Welcome! This notebook is Step 2 in creating the backbone that underlies lucyd. This is functional one-shot code, so please forgive the lack of modularity. 

This notebook is run on an AWS EC2 instance with:
    + Python 3.7.6
    + conda 4.8.2
    + EC2 size = t3.xlarge
    + OS = Amazon Linux AMI, release 2018.03


We'll walk you through the steps we took carefully below, but, in general, the steps are as follows:
   1) Download Last.FM tag data from:
        a) http://millionsongdataset.com/sites/default/files/lastfm/lastfm_train.zip and
        b) http://millionsongdataset.com/sites/default/files/lastfm/lastfm_test.zip
   2) Iterate through all .h5 files contained therein, forming a pandas Dataframe
   3) Clean the tags up a bit.
   4) Merge with the metadata file formed in the preceding notebook
   5) Upload to S3

In [4]:
to_df = {'last_fm_tags': [], 'last_fm_tag_count': [], 'track_id': []}

In [9]:
#iterate through all files in the unzipped directory
rootdir = r'../last_fm/unzipped/'
for root,dirs,files in os.walk(rootdir):
    files = glob.glob(os.path.join(root,"*"+'json'))
    for i, f in enumerate(files):
        with open(f) as foo:
            test = json.load(foo)
            #retrieve just these couple columns
            #last.fm tags
            to_df['last_fm_tags'].append([x[0] for x in test['tags']])
            #weights of tags
            to_df['last_fm_tag_count'].append([x[1] for x in test['tags']])
            #track id for merging
            to_df['track_id'].append(test['track_id'])
last_fm_tags = pd.DataFrame.from_dict(to_df)
last_fm_tags.head()

Unnamed: 0,last_fm_tags,last_fm_tag_count,track_id
0,[],[],TRCCCFZ128F4283A22
1,[],[],TRCCCGY128F92EFB51
2,[],[],TRCCCFM12903CE2CB4
3,[],[],TRCCCLP128F426106F
4,[Akinyele],[100],TRCCCSL128F4260C90


In [10]:
#do some light cleaning here getting rid of most punctuation
last_fm_tags['last_fm_tags'] = last_fm_tags['last_fm_tags'].astype(str).str.replace('[\[\]\-://\"\'"]','').str.lower()
last_fm_tags.reset_index(inplace = True, drop = True)
last_fm_tags.head()

Unnamed: 0,last_fm_tags,last_fm_tag_count,track_id
0,,[],TRCCCFZ128F4283A22
1,,[],TRCCCGY128F92EFB51
2,,[],TRCCCFM12903CE2CB4
3,,[],TRCCCLP128F426106F
4,akinyele,[100],TRCCCSL128F4260C90


In [29]:
#read in flat summary created in preceding notebook
flat_summary = pd.read_csv(r'../flat_summary.csv', names = ['song_id', 'track_id', 'song_hotness', 'artist_familiarity',
       '7digital_id', 'title', 'artist', 'mode', 'tempo','key', 'artist_id',
       'all_terms', 'spotify_uri_final'])

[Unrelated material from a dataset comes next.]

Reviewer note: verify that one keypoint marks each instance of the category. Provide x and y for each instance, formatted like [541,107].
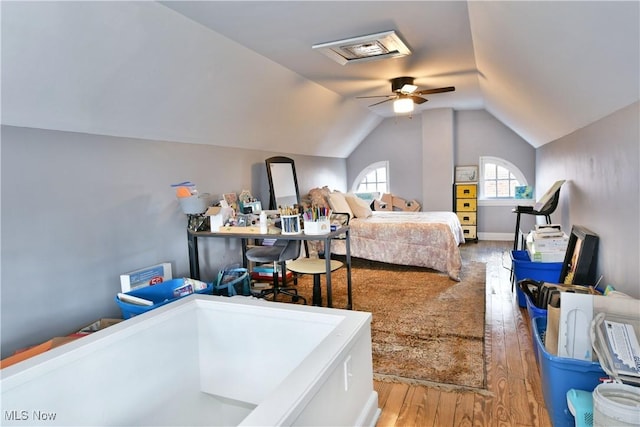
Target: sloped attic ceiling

for clm in ['last_fm_tag_count','last_fm_tags']:
    try:
        flat_summary.drop(clm, inplace = True)
    except:
        pass
    
#add tags to metadata
flat_summary = pd.merge(flat_summary,last_fm_tags,on = 'track_id', how = 'left')

#change all np.NaN to the missing string or 0 as appropriate
flat_summary['all_terms'] = np.where(flat_summary['all_terms'].isnull(),'',flat_summary['all_terms'])
flat_summary['last_fm_tags'] = np.where(flat_summary['last_fm_tags'].isnull(),'',flat_summary['last_fm_tags'])
flat_summary['song_hotness'] = np.where(flat_summary['song_hotness'].isnull(),0,flat_summary['song_hotness'])
flat_summary['artist_familiarity'] = np.where(flat_summary['artist_familiarity'].isnull(),0,flat_summary['artist_familiarity'])

#augment tags with artist level tags, name of the song, and the artist name
flat_summary['last_fm_tags'] = flat_summary['all_terms'] + flat_summary['last_fm_tags']
flat_summary['last_fm_tags'] = flat_summary['last_fm_tags'] + "," + flat_summary['artist'].str.lower()
flat_summary['last_fm_tags'] = flat_summary['last_fm_tags'] + "," + flat_summary['title'].str.lower()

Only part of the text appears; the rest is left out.